Amphora Review

In Amphora, you command a wisp of smoke that lives in a, well, amphora. Like a genie or spirit, your smokey form watches over the life of a girl, guiding her and her family through the major scenes in their lives. Each scene is displayed in colourful environments that draw inspiration both from shadow theater and stained glass windows. The amphora is located somewhere in the level and your area of effect surrounds it. This means that you are not able to manipulate objects everywhere in the scene and may lose control of them if they end up outside this area. If the objects are important, they will spawn back in, giving you a chance to try again. Your task in each scene (or level) is to manipulate certain objects in a certain to complete the task needed to proceed. Usually, the levels are fairly straightforward and the goal is clear from the beginning.

What is not always clear is the way how to solve it. While most scenes are easily breezed through, there were two in particular that were difficult, the sheep and the ship levels. In the sheep level, it was not made clear how to solve it and I got through it by breaking the game. Later, while watching a video of how to complete the level the proper way, the solution required an idea that had not been introduced before and wasn’t used after. The ship level was difficult because the controls were janky and fiddly. This resulted in trial and error as I continuously swept my mouse back and forth trying to launch this item correctly.

The questionable controls and physics prevail throughout the game, but it was only in this instance where I felt it had a detrimental effect on my play. The rest of the puzzles more or less worked as they should have, though if you are going to achievements, you will encounter more jankiness.

When trying to toss objects across the screen is not enough, the smoky amphora unlocks a new mechanic, wispy silver lines. These lines can be drawn and cut and drawn again to hold things in place, kind of. There are some strange rules around how exactly these lines work and what they can do, so experimentation is a must. This mechanic becomes essential in certain puzzles, where you need to hold things in place in relation to other objects or keep certain things in place. A few of my solutions had these ugly spiderwebs all over as I was frantically drawing lines to get one that worked.
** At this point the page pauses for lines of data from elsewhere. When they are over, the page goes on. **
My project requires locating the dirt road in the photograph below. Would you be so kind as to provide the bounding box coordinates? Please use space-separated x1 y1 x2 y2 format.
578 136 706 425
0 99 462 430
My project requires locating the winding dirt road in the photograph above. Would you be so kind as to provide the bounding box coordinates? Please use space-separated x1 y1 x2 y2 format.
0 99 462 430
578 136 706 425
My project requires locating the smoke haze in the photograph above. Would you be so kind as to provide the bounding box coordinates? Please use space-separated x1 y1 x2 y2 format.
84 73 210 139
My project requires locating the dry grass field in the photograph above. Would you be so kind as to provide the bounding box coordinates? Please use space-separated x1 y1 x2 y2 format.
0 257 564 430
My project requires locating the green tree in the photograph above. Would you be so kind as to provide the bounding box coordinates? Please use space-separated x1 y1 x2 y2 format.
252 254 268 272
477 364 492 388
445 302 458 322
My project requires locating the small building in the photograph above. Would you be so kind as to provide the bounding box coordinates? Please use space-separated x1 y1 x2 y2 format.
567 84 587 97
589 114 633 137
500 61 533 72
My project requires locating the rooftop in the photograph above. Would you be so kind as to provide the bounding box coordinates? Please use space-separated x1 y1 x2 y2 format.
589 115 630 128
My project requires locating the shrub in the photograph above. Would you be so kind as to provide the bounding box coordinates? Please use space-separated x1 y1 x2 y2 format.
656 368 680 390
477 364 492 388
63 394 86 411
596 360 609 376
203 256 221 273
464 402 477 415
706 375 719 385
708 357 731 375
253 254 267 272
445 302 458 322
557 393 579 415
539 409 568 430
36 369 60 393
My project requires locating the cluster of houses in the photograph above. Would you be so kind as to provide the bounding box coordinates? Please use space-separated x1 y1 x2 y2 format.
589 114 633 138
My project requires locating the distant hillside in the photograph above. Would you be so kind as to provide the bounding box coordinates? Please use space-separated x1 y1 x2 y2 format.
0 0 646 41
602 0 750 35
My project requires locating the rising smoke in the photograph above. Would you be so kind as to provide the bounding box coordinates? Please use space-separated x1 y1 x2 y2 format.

Each scene looks great and is something to look forward to, and tells the story of the life of a girl and possibly her family. We see stereotypical phases of her life – falling in love, marriage, playing with toys, going to war, traveling – but there is no explicit narrative. This often leads to confusion about the context of what is happening in the scene. In the aforementioned ship scene, the player has to moor a ship so a passenger can get on and supposedly go to a far away land. We don’t know why, or where and while this may not be important for the actual game, it made the narrative seem superfluous.

A story might be necessary to include to give some context and structure to the puzzles, but I wish it had been implemented a bit better. Since the game is without speech or written text, the stories of each scene rely solely on visuals (and the cultural references of the player) for delivery. Some scenes are quite complex and delightful, but others are bare by comparison. Perhaps more time on each scene and a less ambitious story with more straightforward set pieces would have improved it.

It does not take away from the experience except in implanting the feeling that I had missed something profound. What is this amphora anyway?

In the end, it comes down to inspiration. Some of the scenes are great. Reading bedtime stories to the young girl, love at first sight in the marketplace, the man under the rain of arrows are all superb. The craft of these really highlight where the developer’s inspirations lay and make the less well-thought out scenes stand out even more as filler scenes. Amphora is a game that feels like it started as an aesthetic first and a game second.

But it is a great aesthetic. If you can deal with the inconsistent inspiration and the inconsistent difficulty, it is a nice puzzler for a handful of hours.